Depuis le déménagement, pour revenir à nos moutons (mais on parlait plutôt d'oiseaux), j'ai accès à des soins d'une qualité tellement meilleure comparée à ce que j'avais dans l'autre département que quand je suis arrivé en hospitalisation la première fois je me suis cru dans une clinique de luxe. Pourtant ce n'est pas compliqué normalement pour le personnel soignant d'adopter une attitude bienveillante, un visage réconfortant et non « porte de prison ». Ça ne devrait pas être compliqué non plus de pouvoir bien manger tant d'un point de vue diététique que gustatif, même si c'est évidemment pas un quatre étoiles. Ça ne devrait pas être compliqué pour les personnes malades de pouvoir faire confiance aux infirmiers quand il y a besoin de leur demander quelque chose et ne pas avoir clairement un « pfff, je vais faire le minimum parce que je suis payé(e) pour ça mais vous me faites chier » pensé tellement fort que ça s'entend.

Pour la première fois de ma vie, un vrai espace de soin où je me sens bien, confiant envers le personnel qui sait mettre à l'aise, solidaire avec les autres patients au bout de quelques jours sans qu'un vol ou une agression ait lieu dans le service, de vraies activités de soin en complément du traitement médicamenteux, un suivi beaucoup mieux organisé et réactif, efficace et personnalisé selon les besoins de chaque malade.

J'ai été hospitalisé quelques semaines récemment et ça s'est fait dans la sérénité même si forcément pas de gaieté de cœur, sans appréhension parce que je savais que ça allait bien se passer et que j'avais des objectifs clairs pour ce temps de soins renforcés, sachant à l'avance que j'aurais à faire à des professionnels compétents, humains, et dévoués à procurer toute l'aide possible pour que j'y arrive.
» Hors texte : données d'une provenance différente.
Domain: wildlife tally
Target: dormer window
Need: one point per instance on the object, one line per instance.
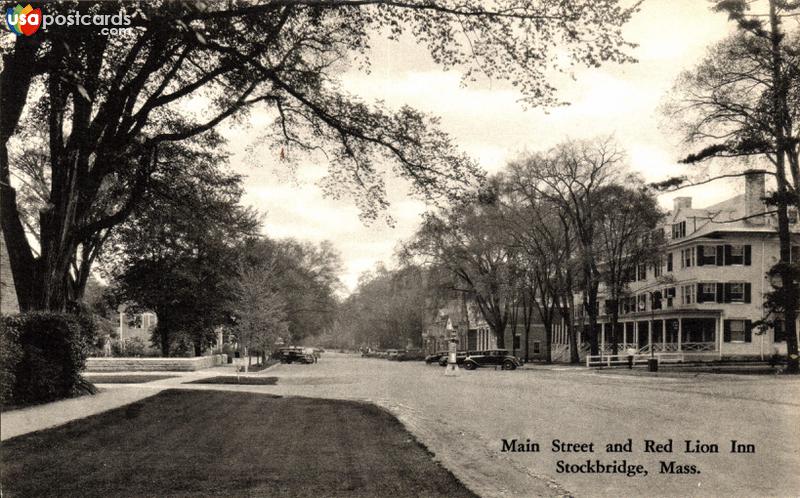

Un endroit à visage humain.où les cœurs battent plus fort de l'envie de s'en sortir, de continuer à vivre. Un endroit ressource pour se poser, reprendre des forces et s'occuper de ses braises avant de se ré-envoler plus haut, plus loin, plus léger et lumineux.

Je me sens renaître à chaque sortie d'hospitalisation, j'ai trouvé enfin l'envie de vivre pour moi-même et pas seulement pour ne pas encombrer mes proches d'un suicide. Un petit coin d'avenir qui brille davantage de jour en jour alors qu'auparavant la marée noire de mes souffrances ne me permettait pas de voir un quelconque futur. Je vois... un grand feu de joie avec plein de danseurs autour, je me rapproche timidement de la ronde et j'ai déjà commencer à esquisser quelques pas de ma danse du soleil.